Trouxemos um note pra gravar um vídeo só pros conhecidos. "If I Were a Boy" começou a tocar na playlist eclética e ela entrou no próprio mundinho. Era sempre assim, especialmente com Beyoncé, a diva dela.

If I were a boy, I think I could understand how it feels to love a girl, I swear I'd be a better man. Eu achava essa letra tão linda, tão poderosa, mas... será que precisaria ser um homem pra saber o que é amar uma mulher? Balancei a cabeça, querendo dissipar esse pensamento que me tomou feito um raio: inevitável, inesperado. Senti minhas bochechas e minhas orelhas queimarem muito ao observá-la ali, sentindo a música, de olhos fechados e fazendo uma dancinha leve e própria.

Pérsio e Santiago.

Vitória era Pérsio, no mood da música que admirava, performática, sempre cheia de mil falas, efusiva, ligada ao teatro; eu era Santiago, um cado quieta, envergonhada, observadora.
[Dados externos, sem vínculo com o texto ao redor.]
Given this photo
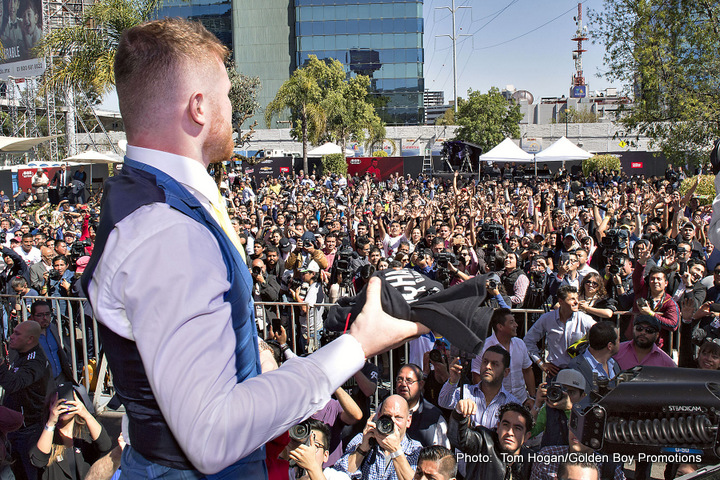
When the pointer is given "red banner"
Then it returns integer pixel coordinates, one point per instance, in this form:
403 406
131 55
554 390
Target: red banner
378 167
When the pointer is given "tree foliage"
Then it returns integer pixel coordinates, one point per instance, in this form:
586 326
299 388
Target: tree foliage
243 98
84 54
486 119
324 105
666 55
705 190
334 163
599 162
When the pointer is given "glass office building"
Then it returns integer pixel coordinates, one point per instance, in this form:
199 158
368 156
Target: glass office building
382 39
215 15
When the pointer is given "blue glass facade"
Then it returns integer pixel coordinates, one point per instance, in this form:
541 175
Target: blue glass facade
378 38
215 15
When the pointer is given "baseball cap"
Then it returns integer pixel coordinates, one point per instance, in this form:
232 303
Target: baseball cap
285 245
311 267
570 378
81 264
Nos vi nos personagens de Caio Fernando, de ''Pela Noite". Dois rapazes que se conheciam desde muito novos e se reencontram na faixa dos 30, repetindo a dose do antigo afeto repentino depois de uma noite de saídas e conversas.

Mas que porra que tá acontecendo aqui?

— Mulher! — fui desperta pro presente. — Ei, vambora que daqui a pouco escurece. Cê tá bem, Ana? Tá séria... te fiz algo? Tão quietinha, distante...

— Tu? Não, não. Tô viajando aqui, besteira.

— Mar tá bem mesmo? Hein, hein? Me sinto mal te vendo assim, qualquer coisa eu tô aqui.

— Tô bem. Obrigada — Sorri.

— Agora tu abre um sorriso aí. Olha, eu não te entendo, Ana Clara — disse ela enquanto terminávamos de recolher nossas coisas, indo pro carro. Peguei meu violão. — Quanto mais eu te conheço, menos eu te entendo.

— Menos é mais — pisquei, sentando no banco do carona.

Ela fez uma cara de surpresa, pega pela minha resposta sagaz. A boca fez um ''O'' risonho, que se desmanchou num sorriso. Deu partida.

— Tu é toda timidazinha, mas é só capa pra esconder essa paiaça aí, né? Tu é uma paiaça, Naclara.